Siobhan Keogh-Dwyer: A lot of JRPGs make concessions to the Western way of doing things, and as a result we get games that are some amalgamation of East and West, but don't really fit into either category. Persona 5 is unapologetically Japanese. You travel all over Tokyo, visiting places that exist in the real world. The red light district of Kabukicho, in Shinjuku, the art museum in Ueno, the statue of Hachiko the dog outside Shibuya train station - these are all real places you can visit. The characters complain when they have to read English, and questions in the classroom often refer to Japanese history. It's also a very well-crafted and entertaining RPG, centred around your characters' supernatural abilities. Sure, it gets frustrating at times - occasionally you get bouts of bad luck during battles that seem very unfair - but it's easily my favourite game of 2017 so far.
Nier Automata
Francis Cook: This Action-RPG from Yoko Taro showed the potential of video games as a narrative art form. To reveal all the layers of Nier Automata, the player is required to finish the game four times, but each time a new game starts, everything is changed. It's a masterstroke of design which flips the book on how a story can be told. The gameplay, from esteemed developer Platinum, is fast paced and enjoyable throughout. While the existentialism can be a bit ham-fisted, there are some genuinely amazing moments which completely screw with your head.

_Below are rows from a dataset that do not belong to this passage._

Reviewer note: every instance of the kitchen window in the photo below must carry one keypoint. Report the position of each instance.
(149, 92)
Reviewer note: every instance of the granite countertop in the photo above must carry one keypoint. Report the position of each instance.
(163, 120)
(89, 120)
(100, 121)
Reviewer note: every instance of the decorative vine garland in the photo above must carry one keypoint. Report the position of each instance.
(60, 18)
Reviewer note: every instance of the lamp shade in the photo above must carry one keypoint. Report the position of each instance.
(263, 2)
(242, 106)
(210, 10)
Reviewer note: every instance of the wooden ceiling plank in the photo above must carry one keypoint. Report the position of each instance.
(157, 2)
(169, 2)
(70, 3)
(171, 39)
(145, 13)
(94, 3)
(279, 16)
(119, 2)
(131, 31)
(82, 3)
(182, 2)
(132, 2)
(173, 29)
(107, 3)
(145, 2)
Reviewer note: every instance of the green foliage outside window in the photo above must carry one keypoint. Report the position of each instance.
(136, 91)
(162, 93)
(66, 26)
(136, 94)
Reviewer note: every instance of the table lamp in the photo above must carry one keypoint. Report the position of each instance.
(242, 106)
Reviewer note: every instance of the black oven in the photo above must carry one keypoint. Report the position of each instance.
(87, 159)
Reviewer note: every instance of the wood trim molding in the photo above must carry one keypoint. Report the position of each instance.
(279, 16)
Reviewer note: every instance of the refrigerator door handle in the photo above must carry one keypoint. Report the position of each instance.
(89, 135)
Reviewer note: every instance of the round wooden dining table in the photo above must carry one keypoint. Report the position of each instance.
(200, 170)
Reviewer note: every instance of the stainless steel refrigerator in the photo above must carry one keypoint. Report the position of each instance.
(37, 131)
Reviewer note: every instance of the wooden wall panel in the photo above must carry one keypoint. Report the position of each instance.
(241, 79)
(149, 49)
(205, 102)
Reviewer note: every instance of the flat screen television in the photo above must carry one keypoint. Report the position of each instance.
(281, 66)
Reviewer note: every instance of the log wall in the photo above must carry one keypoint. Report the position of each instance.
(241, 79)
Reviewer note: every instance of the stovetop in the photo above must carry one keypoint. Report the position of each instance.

The Legend of Zelda: The Breath of the Wild
Karl Puschmann: My enjoyment of Nintendo's lasted Zelda game is inexorably tied to their latest console, the Switch. Being able to explore Hyrule on the train each day has been a total game changer. Opening up extra gaming time that was previously unavailable for me to dive into an epic length game such as this. The other game changer is from Nintendo themselves, having taken the traditional straight-forward Zelda experience and thrust it into the realm of open world gameplay and all the possibilities that promises. While I was not originally enthused to hear that promise also included busy work such as crafting and cooking, I've slowly gotten into it. It's the freedom, I think, that makes it all work. When I'm at home I settle in for quest fulfilling adventuring, but on the commute where most of my game time has been spent, I'm mainly just mucking about it in the gloriously realised open world. I know the end of the world is nigh, but I've been busy creating my own little adventures in Nintendo's brilliantly fun sandbox. Sorry, Hyrule. One day I'll get round to saving the world. Promise.